[imapfilter-devel] INBOX confusion
David DeSimone
fox at verio.net
Thu Jan 11 20:31:08 EET 2007
-----BEGIN PGP SIGNED MESSAGE-----
Hash: SHA1
Ezsra McDonald <ezsra.mcdonald at gmail.com> wrote:
>
> Please keep in mind that I am not a programmer.
You might become one before we are done here...
> When I run filters on my inbox some messages get filtered incorrectly.
> I think I have traced the problem to messages that get delivered while
> a filter is being processed. If the message arrives at a point after
> which it would have been filtered correctly it will get picked up by
> my "junk" filter.
Yes, if you have complex filtering set up, your filter code must become
aware that the mailbox can change while you are looking at it. In
particular if you use a filter setup like this:
1. Mark all messages I want to keep, move them to Keep folder.
2. Move all remaining messages to Junk folder.
Step 1 will work fine, but then it is possible that a message can arrive
between step 1 and step 2. Then, when step 2 executes, the message you
might have wanted to keep, moves to Junk.
In my imapfilter config, I search for messages that match my criteria,
and then I keep hold of those search results, modifying the table rather
than performing further searches on the mailbox. This means that if new
messages arrive, they will be ignored until the next run of imapfilter.
This seems to work okay.
> The question is, how can I get a "snapshot" of the messages in the
> inbox at the time of execution and apply all filters only to this
> snapshot of messages?
Here's the code I use.
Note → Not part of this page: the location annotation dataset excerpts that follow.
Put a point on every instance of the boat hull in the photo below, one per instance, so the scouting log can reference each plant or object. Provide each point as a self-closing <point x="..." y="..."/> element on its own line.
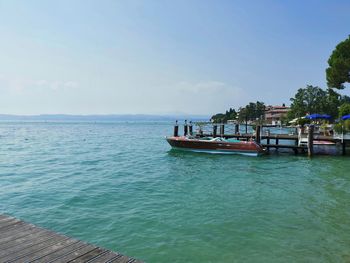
<point x="249" y="148"/>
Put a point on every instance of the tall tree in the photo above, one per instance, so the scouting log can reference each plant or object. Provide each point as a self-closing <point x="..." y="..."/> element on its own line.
<point x="308" y="100"/>
<point x="338" y="71"/>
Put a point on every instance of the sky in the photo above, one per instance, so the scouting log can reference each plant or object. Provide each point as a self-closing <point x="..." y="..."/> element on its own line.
<point x="162" y="56"/>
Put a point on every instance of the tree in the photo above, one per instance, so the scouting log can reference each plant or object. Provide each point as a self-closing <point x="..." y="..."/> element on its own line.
<point x="338" y="71"/>
<point x="308" y="100"/>
<point x="344" y="109"/>
<point x="230" y="114"/>
<point x="252" y="111"/>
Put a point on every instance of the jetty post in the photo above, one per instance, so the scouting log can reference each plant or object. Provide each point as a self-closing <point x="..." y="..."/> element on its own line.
<point x="176" y="129"/>
<point x="236" y="128"/>
<point x="222" y="130"/>
<point x="343" y="142"/>
<point x="268" y="140"/>
<point x="185" y="128"/>
<point x="257" y="136"/>
<point x="215" y="128"/>
<point x="190" y="128"/>
<point x="310" y="141"/>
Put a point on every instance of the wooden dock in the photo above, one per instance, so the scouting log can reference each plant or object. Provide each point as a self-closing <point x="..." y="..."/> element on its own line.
<point x="24" y="242"/>
<point x="271" y="140"/>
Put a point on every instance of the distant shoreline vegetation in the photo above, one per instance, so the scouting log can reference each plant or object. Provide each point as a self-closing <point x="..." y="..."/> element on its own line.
<point x="308" y="100"/>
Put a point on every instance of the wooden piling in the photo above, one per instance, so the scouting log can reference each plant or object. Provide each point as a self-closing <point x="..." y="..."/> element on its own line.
<point x="222" y="130"/>
<point x="236" y="128"/>
<point x="215" y="128"/>
<point x="257" y="136"/>
<point x="190" y="128"/>
<point x="310" y="141"/>
<point x="185" y="128"/>
<point x="176" y="130"/>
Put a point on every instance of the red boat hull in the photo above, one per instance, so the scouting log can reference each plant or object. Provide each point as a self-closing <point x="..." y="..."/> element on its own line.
<point x="211" y="146"/>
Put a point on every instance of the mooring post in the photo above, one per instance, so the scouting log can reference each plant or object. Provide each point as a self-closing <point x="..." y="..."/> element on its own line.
<point x="215" y="128"/>
<point x="176" y="129"/>
<point x="257" y="135"/>
<point x="185" y="128"/>
<point x="343" y="143"/>
<point x="190" y="128"/>
<point x="310" y="141"/>
<point x="236" y="128"/>
<point x="222" y="130"/>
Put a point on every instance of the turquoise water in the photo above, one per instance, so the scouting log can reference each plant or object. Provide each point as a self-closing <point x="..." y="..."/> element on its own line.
<point x="118" y="185"/>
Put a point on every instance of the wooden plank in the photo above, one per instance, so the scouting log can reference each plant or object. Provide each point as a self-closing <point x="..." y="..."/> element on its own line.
<point x="5" y="219"/>
<point x="75" y="254"/>
<point x="105" y="257"/>
<point x="26" y="230"/>
<point x="23" y="242"/>
<point x="46" y="251"/>
<point x="31" y="238"/>
<point x="122" y="259"/>
<point x="6" y="223"/>
<point x="3" y="216"/>
<point x="34" y="248"/>
<point x="11" y="228"/>
<point x="90" y="255"/>
<point x="60" y="253"/>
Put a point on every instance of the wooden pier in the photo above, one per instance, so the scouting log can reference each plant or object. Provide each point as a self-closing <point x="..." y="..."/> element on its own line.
<point x="24" y="242"/>
<point x="271" y="140"/>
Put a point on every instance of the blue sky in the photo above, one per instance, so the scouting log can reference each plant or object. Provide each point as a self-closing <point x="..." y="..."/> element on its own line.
<point x="162" y="57"/>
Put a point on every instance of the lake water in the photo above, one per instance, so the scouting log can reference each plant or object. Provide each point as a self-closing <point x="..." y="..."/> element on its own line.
<point x="119" y="186"/>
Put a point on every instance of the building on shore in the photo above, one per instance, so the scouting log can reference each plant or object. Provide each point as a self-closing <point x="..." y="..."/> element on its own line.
<point x="274" y="114"/>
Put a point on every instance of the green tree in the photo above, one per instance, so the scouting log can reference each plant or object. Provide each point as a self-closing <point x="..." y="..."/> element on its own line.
<point x="252" y="111"/>
<point x="338" y="71"/>
<point x="308" y="100"/>
<point x="230" y="114"/>
<point x="344" y="109"/>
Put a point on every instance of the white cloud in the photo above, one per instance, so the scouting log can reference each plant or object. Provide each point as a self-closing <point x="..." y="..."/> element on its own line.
<point x="205" y="97"/>
<point x="21" y="85"/>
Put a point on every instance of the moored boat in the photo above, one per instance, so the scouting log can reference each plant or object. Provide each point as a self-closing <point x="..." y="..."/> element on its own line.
<point x="215" y="145"/>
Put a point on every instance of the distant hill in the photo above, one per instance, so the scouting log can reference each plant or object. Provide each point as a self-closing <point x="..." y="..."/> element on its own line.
<point x="101" y="118"/>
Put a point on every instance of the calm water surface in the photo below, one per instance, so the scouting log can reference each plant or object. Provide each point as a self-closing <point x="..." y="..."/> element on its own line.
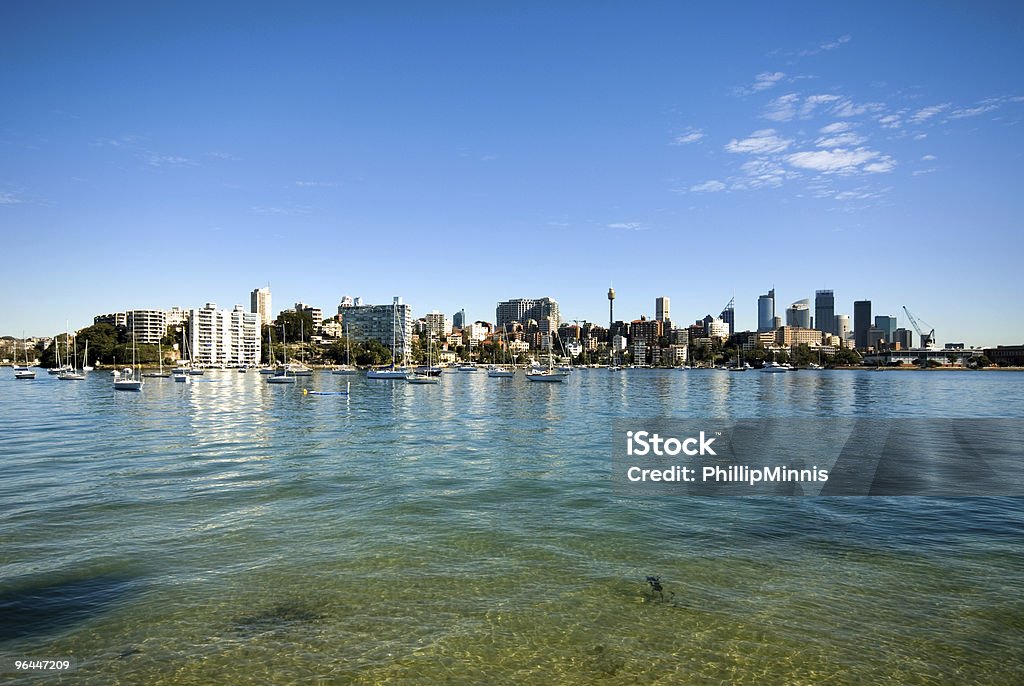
<point x="231" y="531"/>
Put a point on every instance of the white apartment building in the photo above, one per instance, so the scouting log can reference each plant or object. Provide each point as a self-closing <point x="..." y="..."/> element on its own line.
<point x="222" y="337"/>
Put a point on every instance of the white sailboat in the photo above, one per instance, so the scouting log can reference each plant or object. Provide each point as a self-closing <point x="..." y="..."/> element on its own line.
<point x="24" y="372"/>
<point x="391" y="372"/>
<point x="504" y="371"/>
<point x="548" y="375"/>
<point x="424" y="378"/>
<point x="284" y="376"/>
<point x="129" y="379"/>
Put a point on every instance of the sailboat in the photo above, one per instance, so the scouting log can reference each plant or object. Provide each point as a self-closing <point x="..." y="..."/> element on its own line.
<point x="548" y="375"/>
<point x="390" y="372"/>
<point x="425" y="377"/>
<point x="347" y="368"/>
<point x="284" y="376"/>
<point x="24" y="372"/>
<point x="129" y="379"/>
<point x="73" y="374"/>
<point x="160" y="360"/>
<point x="502" y="371"/>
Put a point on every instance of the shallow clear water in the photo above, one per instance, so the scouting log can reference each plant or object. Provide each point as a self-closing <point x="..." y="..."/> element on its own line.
<point x="232" y="531"/>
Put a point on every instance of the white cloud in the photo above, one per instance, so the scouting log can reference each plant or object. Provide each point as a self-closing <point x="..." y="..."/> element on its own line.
<point x="973" y="112"/>
<point x="155" y="160"/>
<point x="812" y="101"/>
<point x="708" y="186"/>
<point x="764" y="141"/>
<point x="891" y="121"/>
<point x="782" y="109"/>
<point x="847" y="108"/>
<point x="840" y="140"/>
<point x="766" y="80"/>
<point x="689" y="136"/>
<point x="841" y="161"/>
<point x="925" y="114"/>
<point x="837" y="127"/>
<point x="763" y="172"/>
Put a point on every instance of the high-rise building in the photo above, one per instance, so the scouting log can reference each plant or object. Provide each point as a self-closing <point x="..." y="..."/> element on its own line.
<point x="259" y="302"/>
<point x="382" y="324"/>
<point x="887" y="324"/>
<point x="824" y="311"/>
<point x="729" y="316"/>
<point x="799" y="314"/>
<point x="437" y="325"/>
<point x="148" y="326"/>
<point x="662" y="309"/>
<point x="861" y="323"/>
<point x="766" y="311"/>
<point x="842" y="327"/>
<point x="221" y="337"/>
<point x="611" y="307"/>
<point x="904" y="337"/>
<point x="524" y="309"/>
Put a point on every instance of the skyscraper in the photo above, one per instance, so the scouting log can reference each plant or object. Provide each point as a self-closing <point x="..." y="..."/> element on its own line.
<point x="887" y="324"/>
<point x="259" y="302"/>
<point x="662" y="308"/>
<point x="766" y="311"/>
<point x="861" y="323"/>
<point x="824" y="311"/>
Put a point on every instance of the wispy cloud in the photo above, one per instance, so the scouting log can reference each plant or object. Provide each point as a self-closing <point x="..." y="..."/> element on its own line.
<point x="782" y="109"/>
<point x="765" y="141"/>
<point x="317" y="184"/>
<point x="281" y="210"/>
<point x="925" y="114"/>
<point x="708" y="186"/>
<point x="847" y="108"/>
<point x="766" y="80"/>
<point x="842" y="161"/>
<point x="690" y="135"/>
<point x="155" y="160"/>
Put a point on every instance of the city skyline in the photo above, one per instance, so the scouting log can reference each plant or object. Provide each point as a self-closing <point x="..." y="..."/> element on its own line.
<point x="850" y="151"/>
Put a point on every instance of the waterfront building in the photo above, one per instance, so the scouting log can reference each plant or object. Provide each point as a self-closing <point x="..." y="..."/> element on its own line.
<point x="382" y="324"/>
<point x="766" y="311"/>
<point x="646" y="331"/>
<point x="729" y="316"/>
<point x="436" y="325"/>
<point x="887" y="324"/>
<point x="221" y="337"/>
<point x="150" y="326"/>
<point x="315" y="312"/>
<point x="824" y="311"/>
<point x="662" y="308"/>
<point x="903" y="338"/>
<point x="113" y="318"/>
<point x="523" y="309"/>
<point x="861" y="324"/>
<point x="792" y="336"/>
<point x="1006" y="355"/>
<point x="799" y="314"/>
<point x="260" y="303"/>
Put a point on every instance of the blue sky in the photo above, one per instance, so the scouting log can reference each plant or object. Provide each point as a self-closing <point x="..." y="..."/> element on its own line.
<point x="471" y="153"/>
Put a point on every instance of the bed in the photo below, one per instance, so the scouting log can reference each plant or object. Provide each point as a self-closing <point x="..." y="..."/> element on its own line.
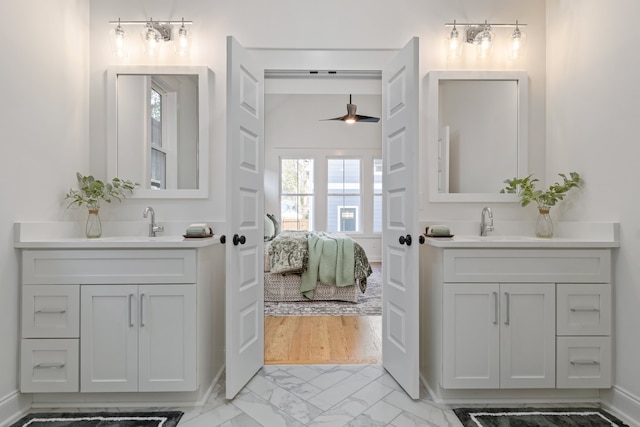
<point x="314" y="266"/>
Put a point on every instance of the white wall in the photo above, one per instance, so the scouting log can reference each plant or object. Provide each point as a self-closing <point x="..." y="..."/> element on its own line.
<point x="331" y="24"/>
<point x="592" y="127"/>
<point x="44" y="122"/>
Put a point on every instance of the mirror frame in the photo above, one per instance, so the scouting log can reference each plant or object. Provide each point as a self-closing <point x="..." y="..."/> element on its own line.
<point x="202" y="192"/>
<point x="433" y="123"/>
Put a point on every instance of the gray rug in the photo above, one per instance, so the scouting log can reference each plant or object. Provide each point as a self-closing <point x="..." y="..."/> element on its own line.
<point x="369" y="303"/>
<point x="101" y="419"/>
<point x="536" y="417"/>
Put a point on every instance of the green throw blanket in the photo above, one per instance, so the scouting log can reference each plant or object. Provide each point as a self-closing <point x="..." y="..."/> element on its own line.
<point x="331" y="261"/>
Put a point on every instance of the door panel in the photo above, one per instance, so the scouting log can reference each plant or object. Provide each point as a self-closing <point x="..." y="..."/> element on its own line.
<point x="245" y="206"/>
<point x="400" y="351"/>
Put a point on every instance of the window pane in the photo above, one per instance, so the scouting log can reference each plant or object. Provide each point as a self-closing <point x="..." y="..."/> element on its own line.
<point x="343" y="213"/>
<point x="158" y="169"/>
<point x="295" y="212"/>
<point x="377" y="195"/>
<point x="296" y="176"/>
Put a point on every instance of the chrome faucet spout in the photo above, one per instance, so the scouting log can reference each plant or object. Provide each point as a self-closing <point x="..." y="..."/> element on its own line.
<point x="484" y="226"/>
<point x="153" y="227"/>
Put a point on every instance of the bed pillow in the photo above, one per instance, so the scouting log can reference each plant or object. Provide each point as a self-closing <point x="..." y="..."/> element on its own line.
<point x="269" y="229"/>
<point x="276" y="224"/>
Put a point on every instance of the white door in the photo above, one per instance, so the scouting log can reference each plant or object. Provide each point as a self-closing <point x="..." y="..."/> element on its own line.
<point x="109" y="338"/>
<point x="400" y="325"/>
<point x="245" y="210"/>
<point x="528" y="336"/>
<point x="167" y="338"/>
<point x="471" y="336"/>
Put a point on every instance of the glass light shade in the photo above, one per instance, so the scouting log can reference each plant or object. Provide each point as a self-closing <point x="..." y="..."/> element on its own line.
<point x="151" y="39"/>
<point x="183" y="42"/>
<point x="119" y="42"/>
<point x="517" y="44"/>
<point x="484" y="43"/>
<point x="453" y="44"/>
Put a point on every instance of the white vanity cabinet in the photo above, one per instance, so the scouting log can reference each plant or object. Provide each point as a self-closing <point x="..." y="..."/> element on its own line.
<point x="514" y="318"/>
<point x="106" y="320"/>
<point x="138" y="338"/>
<point x="498" y="335"/>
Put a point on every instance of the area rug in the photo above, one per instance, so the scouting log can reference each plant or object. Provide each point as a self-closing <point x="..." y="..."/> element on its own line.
<point x="101" y="419"/>
<point x="369" y="303"/>
<point x="536" y="417"/>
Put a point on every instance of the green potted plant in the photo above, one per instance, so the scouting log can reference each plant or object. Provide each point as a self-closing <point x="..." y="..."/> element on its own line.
<point x="92" y="192"/>
<point x="525" y="188"/>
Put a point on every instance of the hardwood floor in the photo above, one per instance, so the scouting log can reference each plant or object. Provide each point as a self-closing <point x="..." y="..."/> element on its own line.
<point x="322" y="340"/>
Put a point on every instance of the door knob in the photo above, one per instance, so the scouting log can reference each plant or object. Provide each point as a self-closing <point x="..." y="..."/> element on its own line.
<point x="405" y="240"/>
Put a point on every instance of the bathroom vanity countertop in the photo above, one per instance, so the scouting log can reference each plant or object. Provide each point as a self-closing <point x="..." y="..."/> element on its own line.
<point x="119" y="242"/>
<point x="523" y="242"/>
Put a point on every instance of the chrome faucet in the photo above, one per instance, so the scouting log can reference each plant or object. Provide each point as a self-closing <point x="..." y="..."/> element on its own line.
<point x="153" y="227"/>
<point x="484" y="226"/>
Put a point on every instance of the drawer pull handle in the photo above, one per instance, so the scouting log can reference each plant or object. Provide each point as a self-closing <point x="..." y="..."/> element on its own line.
<point x="49" y="366"/>
<point x="585" y="362"/>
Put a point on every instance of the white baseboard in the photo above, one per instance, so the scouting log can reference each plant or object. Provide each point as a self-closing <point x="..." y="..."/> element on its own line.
<point x="13" y="407"/>
<point x="623" y="404"/>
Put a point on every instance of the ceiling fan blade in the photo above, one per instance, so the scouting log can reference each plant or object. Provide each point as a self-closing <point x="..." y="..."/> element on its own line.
<point x="367" y="119"/>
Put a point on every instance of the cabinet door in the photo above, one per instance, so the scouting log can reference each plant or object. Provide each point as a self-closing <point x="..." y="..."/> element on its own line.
<point x="471" y="336"/>
<point x="108" y="338"/>
<point x="527" y="335"/>
<point x="167" y="335"/>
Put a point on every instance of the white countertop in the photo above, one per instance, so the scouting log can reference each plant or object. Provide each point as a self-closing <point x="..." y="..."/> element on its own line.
<point x="119" y="242"/>
<point x="524" y="242"/>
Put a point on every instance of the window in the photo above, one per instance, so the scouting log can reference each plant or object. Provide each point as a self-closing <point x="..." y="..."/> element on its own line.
<point x="296" y="194"/>
<point x="377" y="195"/>
<point x="158" y="150"/>
<point x="343" y="195"/>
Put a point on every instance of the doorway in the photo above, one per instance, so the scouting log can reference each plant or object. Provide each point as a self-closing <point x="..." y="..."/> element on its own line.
<point x="295" y="129"/>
I'm afraid it is somewhat complex, but then, so
is my filtering. I will try to explain.
I'll dump my entire configuration here and try to explain what all is
going on. I am doing spam scanning as well as moving messages around,
so hopefully your configuration will be much less complicated than this.
But you might find some ideas that you can use in your own config.
---------------
-- Options --
---------------
DEBUG = false
options.timeout = 120
options.uid = true
options.info = DEBUG
SPAM_CMD = "spamc -c -U /var/adm/spamassassin/socket"
If I set the DEBUG variable to false, imapfilter will go into daemon
mode in the background and will not report what it is doing. This is
"normal mode." If I set DEBUG to true, then imapfilter will only run
once, reporting information about what it does, and it will avoid doing
some of dangerous things (like deleting messages) since I am presumably
in testing mode.
----------------
-- Accounts --
----------------
account =
{
server = "my.server.name",
username = "username",
password = "XXXXXXXX",
}
This is where I store my account information. Following are some LUA
subroutines that I wrote, for performing list-management functions.
Basically I have a need to keep a list of messages, and then remove
messages from that list based on criteria that I find.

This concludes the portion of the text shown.